Komisi XII DPR Tekankan Pentingnya Antisipasi Dampak Penutupan Selat Hormuz

Laporan: Juven Martua Sitompul
Selasa, 03 Maret 2026 | 22:16 WIB
Ilustrasi Selat Hormuz. (SinPo.id/Shutterstock)
Ilustrasi Selat Hormuz. (SinPo.id/Shutterstock)

SinPo.id - Wakil Ketua Komisi XII DPR RI Putri Zulkifli Hasan mengingatkan pemerintah pentingnya mengantisipasi dampak penutupan Selat Hormuz. Apalagi, Selat Hormuz merupakan salah satu jalur vital pasokan energi dunia.

Putri mengatakan 20 persen pasokan minyak dan gas dunia melewati selat yang terletak di antara Teluk Oman dan Teluk Persia itu.

"20 persen pasokan minyak dan gas dunia itu melewati Selat Hormuz sehingga tentu apabila ada penutupan di Selat Hormuz tersebut akan terpengaruh pasokan minyak dunia, yang nanti imbasnya juga tentu ke harga minyak global," kata Putri dalam keterangannya, Jakarta, Selasa, 3 Maret 2026.

Legislator dari Fraksi PAN ini menaruh perhatian pada potensi kenaikan harga minyak dunia, termasuk Indonesia. Untuk itu, dia mendukung pemerintah melakukan langkah antisipasi.
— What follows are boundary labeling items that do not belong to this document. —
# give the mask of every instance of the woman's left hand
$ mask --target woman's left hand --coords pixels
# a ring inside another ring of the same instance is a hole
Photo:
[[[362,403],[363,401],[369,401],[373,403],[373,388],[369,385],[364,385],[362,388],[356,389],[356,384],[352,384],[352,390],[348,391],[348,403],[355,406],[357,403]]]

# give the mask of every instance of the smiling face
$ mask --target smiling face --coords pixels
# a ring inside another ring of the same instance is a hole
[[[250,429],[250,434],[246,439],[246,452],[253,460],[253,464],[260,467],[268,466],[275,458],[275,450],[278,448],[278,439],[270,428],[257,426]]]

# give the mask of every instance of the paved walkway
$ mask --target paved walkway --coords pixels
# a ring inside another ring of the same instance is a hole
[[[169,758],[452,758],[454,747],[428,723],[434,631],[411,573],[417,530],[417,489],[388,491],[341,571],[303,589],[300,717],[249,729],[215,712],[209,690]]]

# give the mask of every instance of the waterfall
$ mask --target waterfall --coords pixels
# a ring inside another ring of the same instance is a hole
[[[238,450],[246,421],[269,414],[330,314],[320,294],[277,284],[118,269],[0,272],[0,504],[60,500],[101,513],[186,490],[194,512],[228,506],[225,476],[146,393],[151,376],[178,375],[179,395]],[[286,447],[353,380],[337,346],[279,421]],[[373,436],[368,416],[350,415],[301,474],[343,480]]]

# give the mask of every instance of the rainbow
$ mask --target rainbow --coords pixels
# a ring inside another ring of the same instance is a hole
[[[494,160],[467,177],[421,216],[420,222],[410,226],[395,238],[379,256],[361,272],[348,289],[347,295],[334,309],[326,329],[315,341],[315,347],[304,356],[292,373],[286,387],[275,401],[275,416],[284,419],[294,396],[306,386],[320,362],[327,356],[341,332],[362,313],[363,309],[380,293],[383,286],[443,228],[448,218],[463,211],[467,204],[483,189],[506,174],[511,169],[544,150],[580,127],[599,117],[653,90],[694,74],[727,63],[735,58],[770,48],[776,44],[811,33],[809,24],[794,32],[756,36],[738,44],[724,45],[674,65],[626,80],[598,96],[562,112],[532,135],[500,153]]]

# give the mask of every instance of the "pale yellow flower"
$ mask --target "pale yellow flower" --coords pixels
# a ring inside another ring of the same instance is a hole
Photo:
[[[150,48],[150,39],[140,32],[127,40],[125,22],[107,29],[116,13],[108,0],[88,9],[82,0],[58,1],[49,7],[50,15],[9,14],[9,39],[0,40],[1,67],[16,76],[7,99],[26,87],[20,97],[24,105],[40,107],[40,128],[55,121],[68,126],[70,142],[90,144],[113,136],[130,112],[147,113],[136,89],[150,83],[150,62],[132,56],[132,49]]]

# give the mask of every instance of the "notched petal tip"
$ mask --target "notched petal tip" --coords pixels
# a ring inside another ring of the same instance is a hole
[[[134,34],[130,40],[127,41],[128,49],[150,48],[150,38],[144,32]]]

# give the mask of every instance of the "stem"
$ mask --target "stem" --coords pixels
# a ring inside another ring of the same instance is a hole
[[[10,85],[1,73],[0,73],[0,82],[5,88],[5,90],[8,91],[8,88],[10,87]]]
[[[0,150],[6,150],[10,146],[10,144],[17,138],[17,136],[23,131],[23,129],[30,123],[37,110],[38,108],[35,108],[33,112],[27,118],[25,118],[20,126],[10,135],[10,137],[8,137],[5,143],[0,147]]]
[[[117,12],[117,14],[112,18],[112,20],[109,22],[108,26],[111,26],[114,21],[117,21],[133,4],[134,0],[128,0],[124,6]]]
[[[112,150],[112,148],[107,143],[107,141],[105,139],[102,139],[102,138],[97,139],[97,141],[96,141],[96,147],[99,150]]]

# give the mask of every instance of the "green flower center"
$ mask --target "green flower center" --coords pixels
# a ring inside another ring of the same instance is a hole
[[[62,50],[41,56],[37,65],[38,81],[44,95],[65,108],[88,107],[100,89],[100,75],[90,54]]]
"Menteri ESDM [Bahlil Lahadalia] juga nanti akan segera mengadakan rapat dengan Dewan Energi Nasional untuk membahas terkait dengan permasalahan ini," ucapnya.

Putri menekankan antisipasi diperlukan terlebih pada momentum Ramadan seperti saat ini. "Sebentar lagi akan memasuki Lebaran sehingga biasanya memang ada peningkatan kan untuk BBM dan lain sebagainya, ini memang harus kita antisipasi bersama," katanya.

Lebih lanjut, Putri menegaskan pentingnya diversifikasi pasokan energi dalam negeri. Dia menyorot kerja sama Indonesia dengan sejumlah perusahaan energi asal Amerika Serikat agar tidak hanya bergantung pada Timur Tengah.

"Karena yang dikhawatirkan dengan adanya ketegangan ini nanti Selat Hormuz ditutupnya belum tentu sampai kapan, kita kan berharap jangan sampai nanti ada kenaikan. Kalau kenaikan nanti tentu berdampak kepada APBN kita,"'ucapnya.

Sebelumnya, Korps Garda Revolusi Islam Iran (IRGC) dikerahkan untuk menutup Selat Hormuz di tengah situasi memanas di Kawasan Timur Tengah.

Penutupan Selat Hormuz dilakukan setelah AS dan Israel melancarkan serangkaian serangan terhadap target Iran, termasuk Teheran, yang menyebabkan kerusakan dan korban sipil.

Sebagai balasan, Iran meluncurkan serangan rudal ke wilayah Israel dan juga menargetkan infrastruktur militer Amerika Serikat di kawasan Timur Tengah.